Peor para la verdad

¿Debate o consulta?

En el contexto de la discusión de los grandes temas de impacto nacional ha venido invocándose la necesidad de realizar consultas a la población, ya sea para legitimar una decisión por parte del gobierno o para reforzar una postura asumida desde la oposición.

Ahora, con motivo de la discusión que empieza mañana domingo en el Senado de la República sobre la reforma energética, el PRD incluso ha entregado a la Cámara Alta más de un millón de firmas solicitando la consulta popular sobre este tema.

En diversos países, la figura del referéndum es utilizada como un instrumento vinculatorio, toda vez que es un mecanismo de participación ciudadana por el que se somete al voto popular leyes o actos administrativos, que se ponen a ratificación de la población.

Con menor frecuencia, el plebiscito ha sido utilizado de modo consultivo, sin llegar a ser una expresión de la voluntad general, sino más bien un instrumento de legitimación.

Como ejemplos de éxito se pueden citar el referéndum de 1988 en Chile, donde se votó por la no continuidad del régimen de Augusto Pinochet; o en 1993, el referéndum en Perú para aprobar la nueva constitución creada por el Congreso Constituyente Democrático.

También se han realizado diversos referéndums de ratificación del Tratado por el que se establece una Constitución para Europa en varios países de la Unión Europea.

Sin embargo, en nuestro país no se ha consolidado ninguna de estas figuras, por lo que cobra especial relevancia que dentro del paquete de reformas que las mesas de trabajo del Pacto por México presentaron al Congreso de la Unión se encuentre la Ley de Consulta Popular.
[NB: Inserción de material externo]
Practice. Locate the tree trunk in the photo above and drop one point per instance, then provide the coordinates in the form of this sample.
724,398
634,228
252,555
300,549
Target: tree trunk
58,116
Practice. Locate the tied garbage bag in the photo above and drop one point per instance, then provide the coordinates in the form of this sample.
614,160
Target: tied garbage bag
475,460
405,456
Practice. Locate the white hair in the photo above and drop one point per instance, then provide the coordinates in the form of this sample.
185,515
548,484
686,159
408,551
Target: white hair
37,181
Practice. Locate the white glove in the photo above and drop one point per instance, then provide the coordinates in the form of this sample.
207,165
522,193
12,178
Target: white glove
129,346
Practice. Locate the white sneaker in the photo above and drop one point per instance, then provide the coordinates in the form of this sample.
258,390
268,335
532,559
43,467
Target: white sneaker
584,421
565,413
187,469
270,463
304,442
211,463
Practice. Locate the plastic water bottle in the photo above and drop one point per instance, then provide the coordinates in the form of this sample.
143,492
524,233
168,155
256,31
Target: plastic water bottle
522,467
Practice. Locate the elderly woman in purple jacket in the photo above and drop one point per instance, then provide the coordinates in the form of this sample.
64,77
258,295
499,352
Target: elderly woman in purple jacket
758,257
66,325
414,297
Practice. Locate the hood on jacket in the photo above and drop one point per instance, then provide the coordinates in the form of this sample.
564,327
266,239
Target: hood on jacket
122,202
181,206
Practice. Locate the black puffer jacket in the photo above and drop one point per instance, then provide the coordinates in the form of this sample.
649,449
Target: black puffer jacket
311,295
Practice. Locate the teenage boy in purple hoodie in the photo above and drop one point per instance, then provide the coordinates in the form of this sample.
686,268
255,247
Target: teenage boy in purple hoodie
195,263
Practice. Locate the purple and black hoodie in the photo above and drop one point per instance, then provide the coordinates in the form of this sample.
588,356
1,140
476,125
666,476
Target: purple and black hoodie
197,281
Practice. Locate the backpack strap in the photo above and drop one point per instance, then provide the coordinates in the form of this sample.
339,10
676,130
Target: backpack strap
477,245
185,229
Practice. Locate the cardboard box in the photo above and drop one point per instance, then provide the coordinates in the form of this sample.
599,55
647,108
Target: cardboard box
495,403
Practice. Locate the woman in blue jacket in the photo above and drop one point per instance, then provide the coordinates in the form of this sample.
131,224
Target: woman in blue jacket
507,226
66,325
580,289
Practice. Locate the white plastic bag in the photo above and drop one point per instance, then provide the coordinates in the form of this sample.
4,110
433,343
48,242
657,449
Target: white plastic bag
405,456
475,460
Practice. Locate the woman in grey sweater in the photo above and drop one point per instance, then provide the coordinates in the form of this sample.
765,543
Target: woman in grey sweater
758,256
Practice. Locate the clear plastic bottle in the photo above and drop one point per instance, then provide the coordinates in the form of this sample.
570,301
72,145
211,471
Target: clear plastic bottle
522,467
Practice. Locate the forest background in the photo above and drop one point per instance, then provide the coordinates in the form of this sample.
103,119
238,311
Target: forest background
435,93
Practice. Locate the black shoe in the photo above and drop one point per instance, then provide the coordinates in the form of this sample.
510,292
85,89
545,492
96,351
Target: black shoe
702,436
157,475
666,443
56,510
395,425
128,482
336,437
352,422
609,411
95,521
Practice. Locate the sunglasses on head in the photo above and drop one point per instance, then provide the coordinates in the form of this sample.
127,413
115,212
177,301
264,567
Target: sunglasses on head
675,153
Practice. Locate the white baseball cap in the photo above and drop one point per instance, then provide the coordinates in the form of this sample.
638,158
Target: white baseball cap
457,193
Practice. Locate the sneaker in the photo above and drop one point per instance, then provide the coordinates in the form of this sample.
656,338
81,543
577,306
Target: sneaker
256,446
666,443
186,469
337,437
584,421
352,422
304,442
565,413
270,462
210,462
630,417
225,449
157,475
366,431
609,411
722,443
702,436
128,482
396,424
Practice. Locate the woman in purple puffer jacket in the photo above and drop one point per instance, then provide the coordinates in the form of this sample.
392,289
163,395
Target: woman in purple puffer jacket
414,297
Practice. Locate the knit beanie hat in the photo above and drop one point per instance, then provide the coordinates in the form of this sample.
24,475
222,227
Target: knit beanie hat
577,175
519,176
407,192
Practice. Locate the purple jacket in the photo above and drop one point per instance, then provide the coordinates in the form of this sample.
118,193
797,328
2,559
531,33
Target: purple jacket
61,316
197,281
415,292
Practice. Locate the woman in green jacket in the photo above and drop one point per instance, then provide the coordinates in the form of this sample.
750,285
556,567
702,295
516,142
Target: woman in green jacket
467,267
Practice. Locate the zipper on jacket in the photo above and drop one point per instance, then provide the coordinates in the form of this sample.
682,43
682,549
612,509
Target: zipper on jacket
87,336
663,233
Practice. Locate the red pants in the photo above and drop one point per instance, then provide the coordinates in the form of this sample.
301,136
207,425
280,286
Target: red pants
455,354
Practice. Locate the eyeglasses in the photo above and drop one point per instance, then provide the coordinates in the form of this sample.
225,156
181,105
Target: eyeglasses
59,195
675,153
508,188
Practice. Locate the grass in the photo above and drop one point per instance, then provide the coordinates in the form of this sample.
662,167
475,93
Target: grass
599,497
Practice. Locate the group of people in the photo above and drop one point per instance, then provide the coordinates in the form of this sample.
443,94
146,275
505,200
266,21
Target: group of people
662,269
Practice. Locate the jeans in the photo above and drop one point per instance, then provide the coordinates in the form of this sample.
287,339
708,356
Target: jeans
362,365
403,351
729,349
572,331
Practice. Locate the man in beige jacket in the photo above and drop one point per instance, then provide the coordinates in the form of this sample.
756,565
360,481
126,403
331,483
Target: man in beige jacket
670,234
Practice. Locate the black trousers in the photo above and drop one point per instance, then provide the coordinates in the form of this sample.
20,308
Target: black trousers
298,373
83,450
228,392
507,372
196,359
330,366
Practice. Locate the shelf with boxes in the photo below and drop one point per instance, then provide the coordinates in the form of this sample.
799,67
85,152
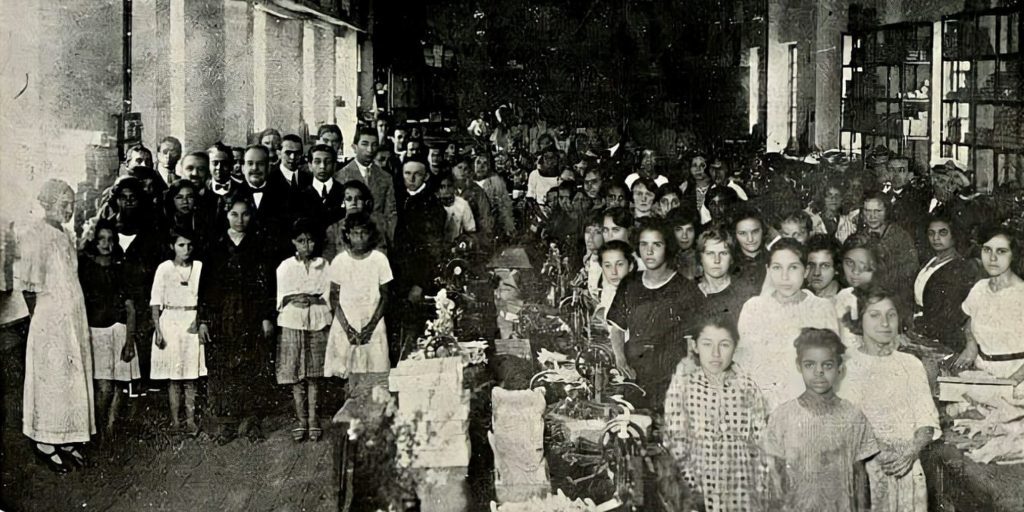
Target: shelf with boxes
982,101
887,89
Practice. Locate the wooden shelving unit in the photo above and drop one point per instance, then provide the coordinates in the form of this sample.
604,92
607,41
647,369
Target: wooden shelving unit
983,93
887,90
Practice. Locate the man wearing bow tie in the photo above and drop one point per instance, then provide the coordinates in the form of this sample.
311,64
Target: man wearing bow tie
381,184
272,213
221,186
323,200
290,174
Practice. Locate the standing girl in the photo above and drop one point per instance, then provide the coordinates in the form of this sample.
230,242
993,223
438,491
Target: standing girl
767,323
304,318
653,308
357,343
112,315
716,418
57,396
178,353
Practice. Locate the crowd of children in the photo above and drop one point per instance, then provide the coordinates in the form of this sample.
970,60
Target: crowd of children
769,307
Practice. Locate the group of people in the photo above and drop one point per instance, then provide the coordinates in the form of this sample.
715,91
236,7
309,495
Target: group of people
767,308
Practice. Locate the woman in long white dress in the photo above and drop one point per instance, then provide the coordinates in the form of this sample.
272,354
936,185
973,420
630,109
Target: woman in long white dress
891,388
58,394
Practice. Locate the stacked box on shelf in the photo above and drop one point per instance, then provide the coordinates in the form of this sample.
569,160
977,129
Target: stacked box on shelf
433,403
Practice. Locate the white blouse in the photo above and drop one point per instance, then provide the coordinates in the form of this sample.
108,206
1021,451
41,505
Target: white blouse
293,278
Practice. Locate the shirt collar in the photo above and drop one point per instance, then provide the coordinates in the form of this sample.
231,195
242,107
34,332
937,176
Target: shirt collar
321,185
418,190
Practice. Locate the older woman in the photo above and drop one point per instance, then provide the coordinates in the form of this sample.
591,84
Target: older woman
891,388
58,395
993,331
941,286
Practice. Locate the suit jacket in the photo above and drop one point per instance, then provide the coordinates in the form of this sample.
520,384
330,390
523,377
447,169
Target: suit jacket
273,216
303,178
419,240
325,211
941,316
381,185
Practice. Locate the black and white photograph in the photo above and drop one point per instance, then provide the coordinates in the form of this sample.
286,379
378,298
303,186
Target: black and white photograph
512,255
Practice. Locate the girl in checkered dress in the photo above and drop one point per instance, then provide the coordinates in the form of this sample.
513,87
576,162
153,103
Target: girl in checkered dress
715,420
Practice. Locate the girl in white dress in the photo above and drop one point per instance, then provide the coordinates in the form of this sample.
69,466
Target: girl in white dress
178,353
357,343
57,395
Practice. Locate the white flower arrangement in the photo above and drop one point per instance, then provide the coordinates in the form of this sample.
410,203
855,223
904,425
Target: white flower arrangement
438,339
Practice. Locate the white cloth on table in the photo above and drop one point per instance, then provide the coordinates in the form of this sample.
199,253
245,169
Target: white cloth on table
358,282
182,357
459,219
294,278
767,330
922,281
57,393
996,324
894,394
108,342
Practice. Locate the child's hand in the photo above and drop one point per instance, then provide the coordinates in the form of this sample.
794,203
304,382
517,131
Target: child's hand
899,460
204,334
128,352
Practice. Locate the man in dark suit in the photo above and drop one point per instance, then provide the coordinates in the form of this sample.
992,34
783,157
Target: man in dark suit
291,172
323,200
381,184
272,212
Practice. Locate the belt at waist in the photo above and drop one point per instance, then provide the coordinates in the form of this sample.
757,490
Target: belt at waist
1001,356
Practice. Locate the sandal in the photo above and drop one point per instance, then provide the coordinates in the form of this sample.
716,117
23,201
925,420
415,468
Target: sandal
299,432
314,433
77,459
58,466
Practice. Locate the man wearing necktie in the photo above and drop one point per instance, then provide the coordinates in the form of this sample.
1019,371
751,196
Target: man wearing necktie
290,173
324,199
381,184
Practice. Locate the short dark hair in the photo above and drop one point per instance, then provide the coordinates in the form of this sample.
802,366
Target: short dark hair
304,225
799,217
261,147
788,245
360,220
717,321
328,129
656,224
368,197
747,214
716,233
323,148
265,132
170,140
821,242
819,338
363,130
681,216
621,215
616,245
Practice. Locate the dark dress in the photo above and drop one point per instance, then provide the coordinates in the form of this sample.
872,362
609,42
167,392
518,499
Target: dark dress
103,290
658,321
941,316
236,295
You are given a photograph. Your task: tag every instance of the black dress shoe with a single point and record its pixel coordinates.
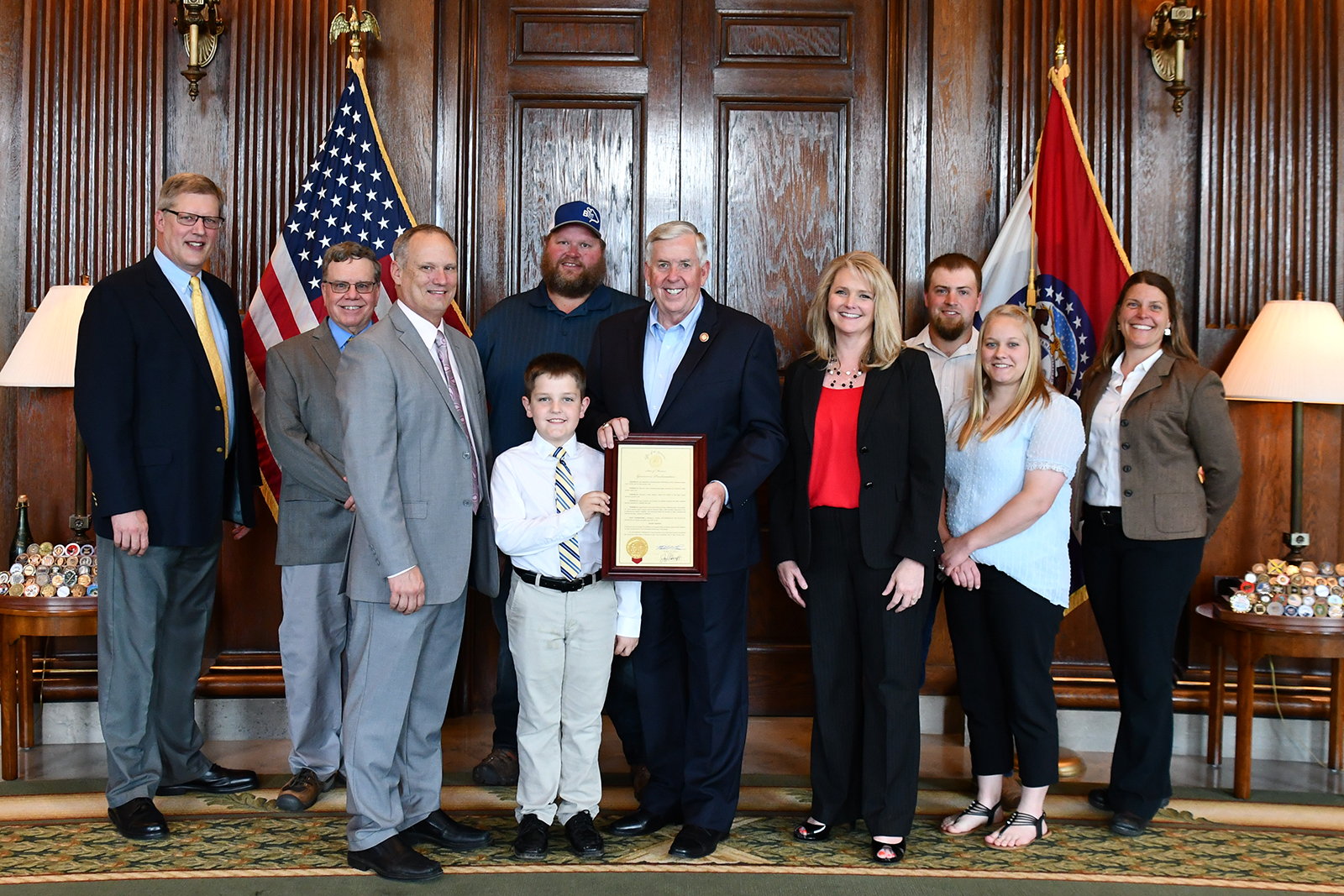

Esto podría ser un parteaguas en la toma de decisiones, porque se estaría involucrando a la población, que en los últimos anos ha estado expectante de como las cúpulas partidistas deciden, acuerdan y resuelven, dejando de lado en algunas ocasiones la percepción social.

Basta ver como el Gobierno del Distrito Federal “legitimó” el aumento de la tarifa del metro mediante una encuesta, que pretendió ser consulta, en donde una ciudad que tiene subsidios en casi todos los servicios públicos, como agua, drenaje, recolección de basura, alumbrado público, transporte colectivo, etc., de manera sorpresiva los usuarios, en un hecho sin precedente de conciencia social, se pronuncian a favor del aumento de la tarifa.

¿Es un resultado creíble? Por supuesto que no.De ahí la importancia que esta figura sea legislada con la seriedad que corresponde, porque en caso contrario, pasará a ser solo un instrumento de manipulación y legitimación de decisiones ya tomadas.

Justo el jueves pasado, la Cámara de Diputados iba a empezar la discusión de la Ley Federal de Consulta Popular, cuando la falta de acuerdos hizo que se suspendiera la sesión y se postergara su aprobación.Esta propuesta de Ley establece que los actos de carácter legislativo del Congreso de la Unión, así como los administrativos del Poder Ejecutivo federal, serán objeto de la consulta siempre que sean de trascendencia nacional, que repercutan en la mayor parte del territorio, que impacten en una parte significativa de la población y que propongan la creación, modificación o eliminación de políticas públicas de alto impacto social. 

El dictamen que discutirán los diputados establece que no podrán ser objeto de consulta popular la restricción de los derechos humanos reconocidos por la Constitución, así como los principios consagrados en el Artículo 40 de la Carta Magna, ni asuntos en materia electoral, los ingresos y gastos del Estado, la seguridad nacional y la organización, funcionamiento y disciplina de las fuerzas armadas.

Esta figura, en caso de aprobarse, podrá ser solicitada por el Presidente de la República; el equivalente a 33 por ciento de los integrantes de cualquiera de las dos Cámaras del Congreso o los ciudadanos en un número equivalente al menos de 2 por ciento de los inscritos en la lista nominal de electores.

De inicio, la propuesta es seria y permitirá poder consultar en un futuro a la ciudadanía temas tan trascendentes como lo es la reforma energética, que a pesar de la insistencia de la izquierda, no será sometida a consulta.Esperemos que los intereses y los desacuerdos entre los actores políticos no terminen generando algo que en lugar de motivar la participación ciudadana, la aleje de las decisiones del futuro del país.

 Es el momento de pasar del debate a la participación, ¿no cree usted?